In the assign process, first, it checks if the map is empty or there is any goroutine writing to the map. For either cases, a panic occurs. Next, it updates the flag to writing status. There are 2 cases for the assignment - key update or key insertion. A goroutine will try to find the key in the map first and update it, if the key is not found it will do the insert operation. Key update is simple because the map doesn’t increase the size, hence, no map growth is in consideration.
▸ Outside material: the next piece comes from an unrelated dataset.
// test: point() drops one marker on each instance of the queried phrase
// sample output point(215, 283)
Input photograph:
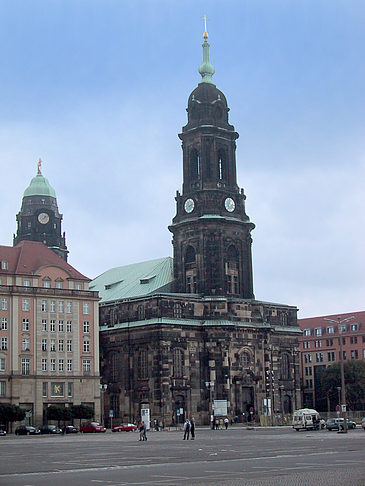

For case of key insertion, a goroutine will do the map growth by checking

if !h.growing() && (overLoadFactor(h.count+1, h.B) || tooManyOverflowBuckets(h.noverflow, h.B)) {
		hashGrow(t, h)
		goto again // Growing the table invalidates everything, so try again
}

After the growth is done, it will insert the key/value to the inserti position which is reserver during the for-loop. The writing flag will be switched off in the end.

Delete

The delete process is similar to the get except the writing flag will be switched on during the deletion. The process is simple, get the position and remove the key, value.

Growth

One of the reason to use map is because of its O(1) search and insert complexity. However, when the keys increase in the map, there are more collision which cause the map depraciate to a linked list(O(N)) complexity. Hence, we need a strategy to grow the map and prevent the depreciation. First we need a critiria to trigger the growth. Here is the definition.

// trigger the growth
if !h.growing() && (overLoadFactor(int64(h.count), h.B) || tooManyOverflowBuckets(h.noverflow, h.B)) {
		hashGrow(t, h)
	}

// threshold 6.5 
func overLoadFactor(count int64, B uint8) bool {
	return count >= bucketCnt && float32(count) >= loadFactor*float32((uint64(1)<<B))
}

// too many overflow buckets
func tooManyOverflowBuckets(noverflow uint16, B uint8) bool {
	if B < 16 {
		return noverflow >= uint16(1)<<B
	}
	return noverflow >= 1<<15
}

There are two type of growth - Same size growth and Get bigger

  1. Same size growth: If the growth is triggered by too many overflow buckets, it means the size of buckets is enough. The only thing to do is to reassign the k-v to make the map more compact
  2. Get bigger: If the growth is triggered by over load factor, it means we need more buckets. B will increase by 1 and the number of buckets will be double size.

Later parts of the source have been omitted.